19
07 2023

  .  Par Camille MABI

Alerte Actualités RH : La remise en cause d’une convention de forfait jour !

Alerte Actualités RH : La remise en cause d’une convention de forfait jour !

Par deux arrêts rendus en date du 5 juillet 2023 (n° 21-23.222 et n°21-23.387) et publié au Bulletin, la Chambre sociale remet en cause la validité des conventions individuelles de forfait jours conclues sur la base de la convention collective des Prestataires de services et de l’Automobile.

Pourquoi ?! La convention collective des Prestations de Services prévoit un décompte par le salarié afin de suivre les jours travaillés, de congés et de RTT, un rappel des amplitudes horaires et des durées de repos ainsi qu’un entretien annuel où doit être évoqué la charge de travail, l’organisation du travail et l’amplitude des journées.

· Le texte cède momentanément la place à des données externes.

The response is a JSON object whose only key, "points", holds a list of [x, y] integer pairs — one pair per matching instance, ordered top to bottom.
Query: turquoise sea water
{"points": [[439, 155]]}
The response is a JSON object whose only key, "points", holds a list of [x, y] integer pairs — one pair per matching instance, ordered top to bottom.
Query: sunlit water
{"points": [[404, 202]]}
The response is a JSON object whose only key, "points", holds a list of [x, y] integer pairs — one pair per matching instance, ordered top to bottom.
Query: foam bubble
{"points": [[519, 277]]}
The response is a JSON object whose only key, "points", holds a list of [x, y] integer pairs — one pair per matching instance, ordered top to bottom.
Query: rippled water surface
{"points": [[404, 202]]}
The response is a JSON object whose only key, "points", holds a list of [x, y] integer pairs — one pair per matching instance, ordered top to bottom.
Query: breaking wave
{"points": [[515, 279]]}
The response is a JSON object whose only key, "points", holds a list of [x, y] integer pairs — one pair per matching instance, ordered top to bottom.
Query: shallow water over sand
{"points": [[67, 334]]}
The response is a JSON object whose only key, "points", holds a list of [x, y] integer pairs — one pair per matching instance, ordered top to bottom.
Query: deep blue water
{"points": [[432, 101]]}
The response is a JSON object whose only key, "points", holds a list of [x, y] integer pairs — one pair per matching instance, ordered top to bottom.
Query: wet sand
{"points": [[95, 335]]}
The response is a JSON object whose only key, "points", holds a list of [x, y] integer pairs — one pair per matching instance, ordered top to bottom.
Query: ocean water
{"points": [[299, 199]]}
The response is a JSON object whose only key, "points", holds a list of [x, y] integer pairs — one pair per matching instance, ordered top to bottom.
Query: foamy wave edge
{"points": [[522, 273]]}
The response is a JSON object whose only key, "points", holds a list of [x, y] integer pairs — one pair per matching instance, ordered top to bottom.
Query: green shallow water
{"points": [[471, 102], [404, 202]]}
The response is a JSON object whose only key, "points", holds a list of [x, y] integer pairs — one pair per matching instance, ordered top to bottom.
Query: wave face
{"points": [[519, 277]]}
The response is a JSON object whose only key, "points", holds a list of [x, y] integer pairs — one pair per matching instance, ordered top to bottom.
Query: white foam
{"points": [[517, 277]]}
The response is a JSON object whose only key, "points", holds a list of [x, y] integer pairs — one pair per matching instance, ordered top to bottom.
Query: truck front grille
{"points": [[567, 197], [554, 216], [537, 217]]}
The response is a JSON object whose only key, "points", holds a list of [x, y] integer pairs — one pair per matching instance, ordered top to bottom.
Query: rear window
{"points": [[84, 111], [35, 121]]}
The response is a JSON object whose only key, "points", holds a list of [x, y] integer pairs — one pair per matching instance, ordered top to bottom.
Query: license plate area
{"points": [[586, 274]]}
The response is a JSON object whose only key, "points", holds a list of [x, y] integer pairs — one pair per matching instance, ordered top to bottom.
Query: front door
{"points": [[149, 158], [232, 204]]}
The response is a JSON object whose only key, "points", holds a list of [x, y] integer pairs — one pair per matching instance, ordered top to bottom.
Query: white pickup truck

Celle de l’Automobile rappel les amplitudes ainsi que la charge quotidienne de travail doit être répartie de façon compatible avec la vie personnelle du salarié, prévoit que l’entreprise doit  mettre en œuvre un suivi individuelle régulier, charge à elle de trouver les indicateurs appropriés de la charge de travail, prévoit la mise en place d’un document de suivi des jours travaillés et un entretien afin d’évoquer la charge de travail et mettre les éventuelles actions correctives.

La Cour de cassation a jugé que de tels éléments :

  • ne permettent pas à l’employeur de remédier en temps utile à une charge de travail éventuellement incompatible avec une durée raisonnable ;
  • ne sont pas de nature à garantir que l’amplitude et la charge de travail restent raisonnables et assurent une bonne répartition, dans le temps, du travail de l’intéressé, et, donc, à assurer la protection de la sécurité et de la santé du salarié.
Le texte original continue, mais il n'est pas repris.